Not only does a stop involve procedures, proper police tactics, but it entails guiding human behavior which is surrounded by several internal and external influences unknown to the officer. A person is automatically agitated or nervous once they are pulled over by a police officer. Suspect emotion and intentions are two of the most prolific reasons why traffic stops are very dangerous for law enforcement. If this danger intensifies or moves beyond the scope of a simple traffic stop, the public then becomes endangered as the situation escalates. There are copious amounts of threatening elements surrounding a stop and it is certainly impossible for an officer to mitigate every one.
Proximity of the exposed officer on approach outside the suspect vehicle compared to the logistical advantage of the driver and passengers raises the level of risk for ambush. Potential discoveries of illegal activity, warrants, and the unknown manufactures inside a vehicle alert the officer’s constant watchful eye and defensive posture. Situational awareness and emotional intelligence are of the utmost importance. An officer’s apathetic behavior and professionalism are skill sets which draw compliance and can defuse an emotional or volatile situation.
Environmental surroundings, ongoing traffic, linear vehicles, and an open roadway add to the risks of injury. Precautions and best practices need to be taken into account to prevent the officer or driver from getting injured or killed due to vehicle crashes, sideswipes, or weather affecting the condition of the roadway. An officer must be able to identify risk and gauge threat levels while reacting appropriately. Again, they must constantly scan, be alert, and assess their situation for survival and safety for themselves and others.
Traffic enforcement is designed to promote public safety by stopping a violation, reducing crashes, and enhancing public enjoyment. At the same time, it deters other drivers from committing an infraction and historically changes behavior of the ticketed driver and onlookers. Presence of law enforcement is on every driver’s mind on any roadway. In conjunction, safe driving techniques and unsafe alternatives and consequences keeps most vehicle drivers in a “checks and balances phenomenon” while operating a motor vehicle.
Traffic stops are the most common interaction a citizen will have with a police official. To some, it may be the only contact they encounter with law enforcement. These experiences influence citizens’ perceptions of law enforcement, department directives, and public opinion.

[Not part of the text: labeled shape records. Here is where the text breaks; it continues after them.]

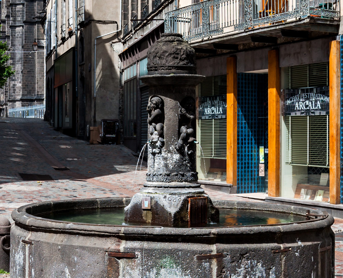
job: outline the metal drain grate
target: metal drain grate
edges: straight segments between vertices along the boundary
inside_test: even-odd
[[[66,167],[54,167],[52,168],[56,171],[69,171],[69,169]]]
[[[38,174],[26,174],[20,173],[19,176],[24,181],[53,181],[54,179],[49,175],[39,175]]]
[[[191,225],[207,223],[207,197],[188,198],[188,223]]]

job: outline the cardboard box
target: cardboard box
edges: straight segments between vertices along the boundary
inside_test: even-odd
[[[91,134],[89,143],[91,144],[98,144],[101,143],[101,140],[99,142],[98,141],[98,139],[100,138],[100,136],[98,127],[91,126],[90,130]]]

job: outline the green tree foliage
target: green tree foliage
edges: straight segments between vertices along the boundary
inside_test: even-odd
[[[0,88],[3,88],[7,79],[15,71],[12,70],[12,66],[7,64],[7,61],[10,60],[10,56],[6,54],[8,50],[7,43],[0,41]]]

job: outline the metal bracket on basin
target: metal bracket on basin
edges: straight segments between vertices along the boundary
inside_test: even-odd
[[[225,258],[227,255],[224,253],[218,253],[217,254],[208,254],[207,255],[197,255],[195,258],[197,259],[210,259],[217,258]]]
[[[107,256],[110,258],[117,259],[135,259],[138,257],[136,253],[122,253],[121,252],[107,252]]]
[[[308,218],[309,219],[310,216],[312,216],[317,218],[317,217],[324,217],[326,216],[325,214],[316,214],[315,213],[307,213],[306,214],[306,218]]]
[[[21,240],[21,242],[23,243],[26,243],[26,244],[29,244],[30,245],[33,245],[33,242],[30,241],[29,240],[26,240],[26,239],[22,239]]]
[[[274,254],[275,253],[281,253],[282,252],[288,252],[288,251],[291,251],[292,250],[292,248],[284,248],[282,249],[272,250],[272,253]]]

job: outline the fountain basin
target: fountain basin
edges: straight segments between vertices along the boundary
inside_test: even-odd
[[[316,210],[214,201],[220,208],[293,214],[304,220],[211,228],[73,223],[35,216],[122,207],[130,201],[55,201],[15,210],[11,232],[11,278],[333,277],[333,219]],[[305,220],[307,213],[310,220]]]

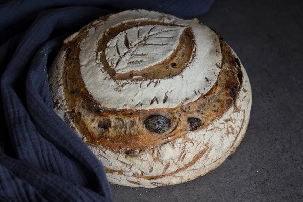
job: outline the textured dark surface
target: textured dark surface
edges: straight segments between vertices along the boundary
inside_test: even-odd
[[[302,7],[257,2],[217,0],[198,18],[235,50],[250,80],[250,122],[236,153],[185,183],[111,184],[114,201],[303,201]]]

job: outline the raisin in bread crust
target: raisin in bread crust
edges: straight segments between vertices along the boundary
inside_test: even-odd
[[[109,28],[95,41],[91,35],[103,25]],[[155,29],[160,33],[152,32]],[[165,34],[170,32],[174,33]],[[161,45],[171,47],[159,49],[164,56],[160,61],[153,60],[156,53],[140,65],[157,35],[164,39]],[[178,43],[170,44],[168,39]],[[148,50],[142,54],[136,53],[141,41]],[[117,54],[119,58],[111,57]],[[100,69],[104,72],[97,73]],[[105,73],[107,83],[99,78]],[[194,179],[235,150],[249,122],[251,90],[243,65],[222,38],[196,20],[145,10],[102,17],[65,41],[49,74],[55,110],[100,160],[115,184],[152,188]],[[178,79],[189,84],[174,86]],[[94,90],[113,83],[114,89]],[[182,93],[187,96],[179,96]],[[139,99],[131,101],[133,97]],[[165,127],[157,128],[155,120]]]

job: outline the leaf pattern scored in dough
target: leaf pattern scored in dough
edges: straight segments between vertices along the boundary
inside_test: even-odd
[[[185,27],[158,25],[135,27],[107,44],[106,59],[117,73],[139,70],[169,58]]]

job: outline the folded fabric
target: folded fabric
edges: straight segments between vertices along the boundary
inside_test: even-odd
[[[63,40],[97,18],[132,8],[179,17],[213,0],[14,1],[0,6],[0,198],[111,201],[102,163],[53,111],[47,68]]]

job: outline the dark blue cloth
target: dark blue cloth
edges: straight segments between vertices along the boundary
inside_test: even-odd
[[[63,40],[98,17],[137,8],[193,16],[213,0],[14,1],[0,6],[0,198],[111,201],[101,163],[53,111],[47,68]]]

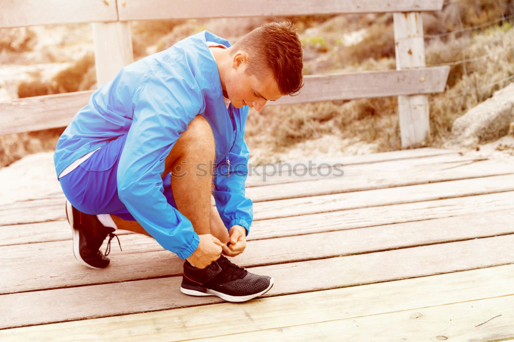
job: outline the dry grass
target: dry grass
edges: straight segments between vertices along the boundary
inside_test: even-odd
[[[445,33],[513,13],[512,1],[461,0],[445,6],[439,12],[424,13],[424,29],[426,34]],[[304,43],[305,74],[395,68],[391,14],[289,18],[295,22]],[[135,22],[131,26],[135,57],[138,59],[161,50],[204,29],[233,43],[262,23],[272,20]],[[344,35],[362,29],[367,33],[360,41],[349,44],[342,39]],[[473,58],[514,45],[514,31],[509,24],[500,23],[473,32],[427,40],[427,64]],[[11,39],[8,43],[0,41],[0,50],[12,53],[30,50],[34,44],[30,30],[16,34],[17,40]],[[430,97],[430,145],[442,145],[455,118],[505,85],[489,86],[514,74],[512,58],[511,49],[503,50],[488,58],[451,67],[447,90]],[[90,88],[95,82],[93,59],[91,55],[85,55],[48,82],[36,80],[21,85],[20,97]],[[395,150],[400,148],[397,108],[396,98],[269,107],[264,108],[262,115],[252,112],[249,116],[246,138],[251,149],[266,149],[270,156],[325,135],[374,143],[377,151]],[[0,137],[0,165],[27,153],[52,149],[61,130]]]

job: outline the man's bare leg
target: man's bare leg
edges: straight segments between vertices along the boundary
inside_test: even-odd
[[[206,170],[214,164],[215,147],[209,123],[197,116],[166,158],[163,176],[171,172],[181,176],[172,177],[172,192],[179,211],[191,221],[195,232],[198,235],[211,234],[226,243],[228,232],[215,207],[211,205],[212,178],[210,175],[199,175],[197,169],[198,165]],[[111,217],[119,229],[151,236],[137,221]]]

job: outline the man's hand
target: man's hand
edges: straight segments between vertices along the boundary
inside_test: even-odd
[[[187,260],[195,267],[205,269],[219,258],[223,248],[226,246],[211,234],[198,235],[198,237],[200,243],[198,247]]]
[[[228,248],[223,249],[223,254],[228,256],[235,256],[243,253],[246,248],[246,230],[242,225],[233,225],[228,232]]]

Are traffic infractions frivolous and do police organizations focus too much attention to this matter? On the contrary, many communities report law enforcement organizations do not devote enough tactical attention to traffic operations. In fact, most departments have room for improvement and enhanced enforcement of traffic codes. This can be explored by analyzing traffic crashes, defining problem areas, observing traffic congestion, speed concerns, and identifying aggressive driver behavior. Administrators evaluate their programs and resources accordingly to keep updated and apprised of flux in community specific issues and traffic/crime hot spots. With these considerations, a community can evaluate where traffic enforcement is successful or where additional operations are needed.
Traffic flow, safe operation of motor vehicles in masses, and efficient infrastructure are direct parallels to public safety. Law enforcement officials engaged in active random and directed patrols and implemented traffic enforcement assist with public safety and traffic efficiency. Traffic units also reduce criminal activity through stops and contacts. Without traffic enforcement, police work would operate at a detriment of effectiveness due to our reliance on transportation and public safety would be jeopardized.